Implicações para os ativos
Como bem salienta Johan Van Geeteruyen, CIO Fundamental Equity da DPAM, um segundo mandato de Trump traz tanto oportunidades como desafios para a economia e para os mercados financeiros dos EUA. As principais áreas de impacto, na sua opinião, incluem as políticas fiscais, o comércio e as tarifas, o desempenho setorial e a política monetária. “Os investidores podem olhar para os cíclicos (finanças, energia, etc.) e certas empresas tecnológicas como potenciais beneficiários, enquanto as tarifas e as tensões geopolíticas representam riscos para outros setores”, sugere. Este é um ponto que Kevin Thozet, membro do comité de investimentos da Carmignac, também destaca, porque a pressão sobre as yields das obrigações poderá colocar em risco os ativos de mais longo prazo (ações de crescimento) e as ações proxy de obrigações, especialmente tendo em conta as elevadas valorizações atuais.
O impacto no dólar americano também terá de ser monitorizado. Kevin Thozet receia que o dólar seja apanhado no fogo cruzado da interferência de Trump com a Fed, do excecionalismo prolongado dos EUA e das tarifas. “Estas últimas, sendo centrais para o seu plano económico, provavelmente farão subir o dólar.

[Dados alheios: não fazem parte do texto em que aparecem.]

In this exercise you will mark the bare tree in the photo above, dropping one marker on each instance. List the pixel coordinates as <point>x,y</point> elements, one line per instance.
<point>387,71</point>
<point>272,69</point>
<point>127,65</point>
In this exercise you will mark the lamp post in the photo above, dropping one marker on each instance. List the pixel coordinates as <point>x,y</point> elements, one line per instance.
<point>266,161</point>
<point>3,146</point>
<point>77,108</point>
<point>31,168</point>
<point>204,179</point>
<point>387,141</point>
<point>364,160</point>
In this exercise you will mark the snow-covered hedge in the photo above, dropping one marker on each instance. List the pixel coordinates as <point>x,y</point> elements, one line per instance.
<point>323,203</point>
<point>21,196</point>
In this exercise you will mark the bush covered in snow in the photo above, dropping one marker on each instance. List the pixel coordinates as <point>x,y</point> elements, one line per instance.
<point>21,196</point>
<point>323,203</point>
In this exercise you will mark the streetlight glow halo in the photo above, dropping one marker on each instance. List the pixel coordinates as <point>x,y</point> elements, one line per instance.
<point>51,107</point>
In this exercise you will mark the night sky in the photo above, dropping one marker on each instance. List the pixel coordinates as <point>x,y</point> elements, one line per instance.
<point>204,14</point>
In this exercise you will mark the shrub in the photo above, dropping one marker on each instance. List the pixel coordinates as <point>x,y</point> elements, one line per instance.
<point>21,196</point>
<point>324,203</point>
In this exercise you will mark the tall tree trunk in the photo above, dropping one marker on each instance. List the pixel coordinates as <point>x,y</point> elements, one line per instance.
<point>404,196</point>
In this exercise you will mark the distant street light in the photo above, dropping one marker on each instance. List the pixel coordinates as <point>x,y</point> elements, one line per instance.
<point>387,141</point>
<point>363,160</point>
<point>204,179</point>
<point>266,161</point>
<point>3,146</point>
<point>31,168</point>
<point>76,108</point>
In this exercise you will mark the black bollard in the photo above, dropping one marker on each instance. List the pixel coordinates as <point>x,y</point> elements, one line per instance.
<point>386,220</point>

Se o dólar acabar por enfraquecer devido ao êxodo de capitais estrangeiros, isso poderá levar a uma possível depreciação do mercado de ações dos EUA”, analisa.
Cenário a longo prazo
A longo prazo, Blair Couper, diretor de Investimentos da abrdn, considera que uma vitória de Trump poderá significar um ambiente regulamentar mais flexível, uma escalada das tarifas comerciais e possíveis tentativas de revogação de componentes da Lei de Redução da Inflação (IRA). Nesse caso, as áreas que poderão ficar sob pressão são as empresas com maior probabilidade de estarem sujeitas a aumentos de tarifas e as áreas da IRA que são mais fáceis de revogar, como os fabricantes de automóveis europeus, os veículos elétricos e a energia eólica marítima. Com Trump ao comando, os EUA também enfrentam elevados riscos de inflação devido a estas políticas, pelo que o profissional também acredita que é provável que assistamos a uma reação dos setores sensíveis às taxas e a um fortalecimento do dólar.

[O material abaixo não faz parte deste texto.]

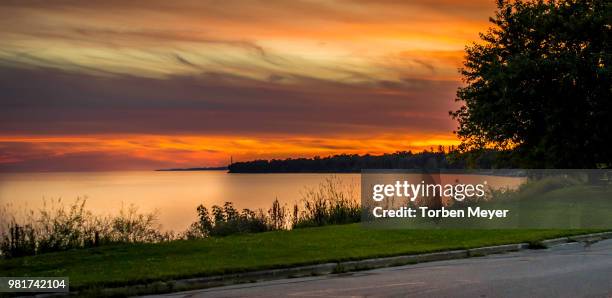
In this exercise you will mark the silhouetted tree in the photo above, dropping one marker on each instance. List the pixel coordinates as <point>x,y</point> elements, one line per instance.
<point>541,82</point>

Especialistas como Michaël Nizard, diretor de Multiativos e Overlay, e Nabil Milali, gestor de Multiativos e Overlay na Edmond de Rothschild AM, estão a reduzir a sua exposição aos mercados emergentes, mantendo uma visão mais construtiva sobre a China, onde acreditam que a coordenação dos estímulos fiscais, orçamentais e monetários poderá ser favorável.

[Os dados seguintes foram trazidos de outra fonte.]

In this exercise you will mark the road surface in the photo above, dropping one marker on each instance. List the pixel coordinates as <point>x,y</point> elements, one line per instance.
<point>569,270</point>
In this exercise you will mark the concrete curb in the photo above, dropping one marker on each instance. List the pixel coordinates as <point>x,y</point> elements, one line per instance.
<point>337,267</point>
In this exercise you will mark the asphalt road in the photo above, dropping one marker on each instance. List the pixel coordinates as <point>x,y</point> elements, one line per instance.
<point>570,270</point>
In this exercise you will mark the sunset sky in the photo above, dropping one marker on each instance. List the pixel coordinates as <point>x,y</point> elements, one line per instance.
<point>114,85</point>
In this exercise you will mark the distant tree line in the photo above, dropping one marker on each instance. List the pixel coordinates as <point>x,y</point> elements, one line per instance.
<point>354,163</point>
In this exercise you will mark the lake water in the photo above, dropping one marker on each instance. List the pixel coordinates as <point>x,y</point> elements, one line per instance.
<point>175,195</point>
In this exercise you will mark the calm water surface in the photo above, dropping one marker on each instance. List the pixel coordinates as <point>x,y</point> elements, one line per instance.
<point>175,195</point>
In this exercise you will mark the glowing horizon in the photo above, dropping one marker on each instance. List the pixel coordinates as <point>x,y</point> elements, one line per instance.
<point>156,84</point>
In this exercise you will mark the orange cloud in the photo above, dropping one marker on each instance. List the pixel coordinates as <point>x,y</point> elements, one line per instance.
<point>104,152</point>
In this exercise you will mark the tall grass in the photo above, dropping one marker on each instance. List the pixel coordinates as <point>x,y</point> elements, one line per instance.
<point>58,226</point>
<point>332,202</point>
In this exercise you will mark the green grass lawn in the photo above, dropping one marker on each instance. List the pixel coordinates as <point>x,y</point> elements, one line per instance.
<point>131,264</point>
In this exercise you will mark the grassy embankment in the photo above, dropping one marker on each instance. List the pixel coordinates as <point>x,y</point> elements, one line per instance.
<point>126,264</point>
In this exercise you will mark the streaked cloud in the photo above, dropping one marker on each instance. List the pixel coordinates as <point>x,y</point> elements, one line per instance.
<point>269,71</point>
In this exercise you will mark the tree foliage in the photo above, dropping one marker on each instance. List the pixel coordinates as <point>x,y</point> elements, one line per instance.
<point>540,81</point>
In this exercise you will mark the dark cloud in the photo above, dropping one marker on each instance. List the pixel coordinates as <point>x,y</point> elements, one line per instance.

A EdRAM acredita ainda que a tendência de queda do petróleo deverá acelerar, enfraquecida pela determinação do novo presidente dos EUA em aumentar a produção petrolífera norte-americana. "O impacto não será direto, uma vez que os produtores norte-americanos continuam a ser movidos principalmente pelo seu objetivo de gerar maiores retornos para os acionistas, mas a remoção de regulamentações ambientais e licenças para perfurar em terras federais deve ter um efeito marginal de aumento na produção. Isto poderá precipitar ainda mais a queda dos preços do petróleo, uma vez que a OPEP poderá optar por retaliar com uma guerra de volumes para evitar perder mais quota de mercado", explicam.